Odd behavior when applying BeautifulSoup parser to Pandas Series elements

I have a Pandas Series from the OKCupid Portfolio Project. The Series elements look like HTML. For example:

print(df.series[0]) 
>>> doesn’t have kids, but might want them

I made the below parser function:

def html_parser(raw_html):
    soup = BeautifulSoup(raw_html, 'html.parser')
    soup_string = soup.get_text()
    soup_string = re.sub('<.*>', ' ', soup_string)
    return soup_string

When I try to execute:

df.series.apply(html_parser)

I get this error in the constructor of the Beautiful Soup Class:

~\anaconda3\lib\site-packages\bs4\__init__.py in __init__(self, markup, features, builder, parse_only, from_encoding, exclude_encodings, element_classes, **kwargs)
    308         if hasattr(markup, 'read'):        # It's a file-type object.
    309             markup = markup.read()
--> 310         elif len(markup) <= 256 and (
    311                 (isinstance(markup, bytes) and not b'<' in markup)
    312                 or (isinstance(markup, str) and not '<' in markup)

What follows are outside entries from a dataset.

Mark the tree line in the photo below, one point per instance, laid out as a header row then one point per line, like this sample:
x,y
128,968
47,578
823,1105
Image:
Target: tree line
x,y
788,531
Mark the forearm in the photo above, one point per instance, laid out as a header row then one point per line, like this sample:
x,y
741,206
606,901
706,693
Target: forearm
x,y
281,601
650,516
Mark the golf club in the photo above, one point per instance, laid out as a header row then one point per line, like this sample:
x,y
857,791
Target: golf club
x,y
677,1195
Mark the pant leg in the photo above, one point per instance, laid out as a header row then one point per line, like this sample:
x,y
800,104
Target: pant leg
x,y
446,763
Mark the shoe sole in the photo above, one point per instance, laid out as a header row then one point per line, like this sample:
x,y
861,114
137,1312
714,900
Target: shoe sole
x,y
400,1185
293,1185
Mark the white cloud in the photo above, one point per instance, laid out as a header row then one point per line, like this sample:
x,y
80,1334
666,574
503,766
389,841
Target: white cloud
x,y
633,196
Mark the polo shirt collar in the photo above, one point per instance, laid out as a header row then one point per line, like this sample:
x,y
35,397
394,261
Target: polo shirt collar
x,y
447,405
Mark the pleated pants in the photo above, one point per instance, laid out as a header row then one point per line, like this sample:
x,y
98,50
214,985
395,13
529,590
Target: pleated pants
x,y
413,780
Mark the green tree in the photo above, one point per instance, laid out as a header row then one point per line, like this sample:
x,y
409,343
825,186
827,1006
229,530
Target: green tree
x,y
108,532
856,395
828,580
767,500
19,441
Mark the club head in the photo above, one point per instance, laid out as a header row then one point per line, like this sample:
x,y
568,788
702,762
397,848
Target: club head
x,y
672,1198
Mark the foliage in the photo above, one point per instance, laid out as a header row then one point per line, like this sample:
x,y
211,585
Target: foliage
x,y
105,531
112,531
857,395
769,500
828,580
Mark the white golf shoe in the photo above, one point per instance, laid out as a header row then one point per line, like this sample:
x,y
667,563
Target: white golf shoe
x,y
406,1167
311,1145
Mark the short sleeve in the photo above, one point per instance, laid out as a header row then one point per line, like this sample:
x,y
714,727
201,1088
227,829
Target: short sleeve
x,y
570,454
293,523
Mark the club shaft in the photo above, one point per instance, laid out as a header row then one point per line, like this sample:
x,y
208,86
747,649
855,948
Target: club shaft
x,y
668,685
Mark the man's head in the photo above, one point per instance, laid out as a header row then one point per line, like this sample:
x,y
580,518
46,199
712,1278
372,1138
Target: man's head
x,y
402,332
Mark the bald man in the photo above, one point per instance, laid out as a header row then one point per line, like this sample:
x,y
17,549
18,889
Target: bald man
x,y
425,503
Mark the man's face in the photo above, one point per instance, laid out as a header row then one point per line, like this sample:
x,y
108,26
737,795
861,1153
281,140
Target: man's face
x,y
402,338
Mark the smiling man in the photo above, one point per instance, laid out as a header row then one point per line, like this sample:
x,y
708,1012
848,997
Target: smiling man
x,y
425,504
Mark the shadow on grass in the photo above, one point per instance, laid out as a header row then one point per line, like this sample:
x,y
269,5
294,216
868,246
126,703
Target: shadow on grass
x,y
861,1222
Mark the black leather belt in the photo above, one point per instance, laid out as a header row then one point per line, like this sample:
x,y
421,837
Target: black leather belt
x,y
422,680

TypeError: object of type 'float' has no len()

When I change the parser function to the following:

def html_parser(raw_html):
    return len(soup_string)
new_series = df.series.apply(html_parser)
print(new_series[0])
>>> TypeError: object of type 'float' has no len()

def html_parser(raw_html):
    return type(soup_string)
new_series = df.series.apply(html_parser)
print(new_series[0])
>>> <class 'str'>

This confounds me because in the former I am getting a complaint which says the passed parameter is a float and therefore has no len(), and in the latter I am getting some confirmation that the passed parameter is actually a string!

I found a solution to the problem, but I would like to see if anyone can offer an explanation for the above behavior.

Here is the solution:

def html_parser(raw_html):
    soup = str(raw_html) #The addition of this line solves the problem
    soup = BeautifulSoup(raw_html, 'html.parser')
    soup_string = soup.get_text()
    soup_string = re.sub('<.*>', ' ', soup_string)
    return soup_string

You imported the requests library and bs4, right? I am confused as to why you just didn’t use the html parser there. (?)
Something like:

soup = BeautifulSoup(data, 'html.parser')
articles  = [] --or whatever you want to define here--
print(soup.prettify())

Then you can define variables and grab your data using soup.select('.tag_name_here'), no?

Then also define a function to process the page and iterate over all the data.

1 Like

Did you happen to do a pip install lxml to parse?

I found this article that mentions handling entities too:
https://lxml.de/elementsoup.html

The html_parser i defined did more than just basic parse, I confess it should probably be named html_formatter:

def html_parser(raw_html):
    soup = str(raw_html) #The addition of this line solves the problem
    soup = BeautifulSoup(raw_html, 'html.parser')
    soup_string = soup.get_text()
    soup_string = re.sub('<.*>', ' ', soup_string)
    return soup_string

I do use the bs4 parser, and then i stringify the soup object using get_text() and then I’m stripping all the html tags in preparation for Natural Language Processing.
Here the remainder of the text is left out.